Track Mode – Background & History
Track modes have been around for ages. Garmin had one years ago for indoor tracks, I don’t think I ever used it but it probably just turned off the GPS.
Things moved on when Coros introduced a proper outdoor track mode with the super-cheap Pace 2. Its introduction was one of those lightbulb moments when the feature was so obvious it was surprising that no one had previously thought of it nor implemented it 😉
How Track Modes Work (General)
Essentially the general GPS proximity of the outdoor track can be saved and then, over time, the exact GPS location of the nearby start and ends of the straights can be determined to orientate the track in 2D space. The bends are standard semi-circles and the additional lanes beyond Lane 1 should have pre-determined lengths too. Some simple maths and you have a full, standard running track.
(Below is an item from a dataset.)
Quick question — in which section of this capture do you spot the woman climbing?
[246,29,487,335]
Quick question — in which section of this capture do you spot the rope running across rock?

Garmin either works quickly or already had this feature half-baked in their in-house labs because they soon followed in September 2020 suit and introduced their flavour of track mode with the Forerunner 745.
Now the complication comes in when you are USING track mode. GPS is inherently not accurate to the nearest 5m let alone metre. So it becomes tricky even for a watch that knows the exact track layout to automatically snap you onto the track, in the right lane and LAP you at exactly the right moment. You could build in feedback from accelerometers for when you subtly change direction as you run but, hey, I hope you can appreciate that this is not a simple task in real-time and the reality is that a button press is the best way to end a lap (or multiple of laps). So watches might take a while to ‘snap’ you not to the track and as you can see for the image, above, Coros requires you to say what lane you are running in.
The post-workout task of massaging your recorded track to the perfect shape is relatively easy. But would you really care about the GPS track of a track workout? I guess not. The important thing is your actual performance in the intervals.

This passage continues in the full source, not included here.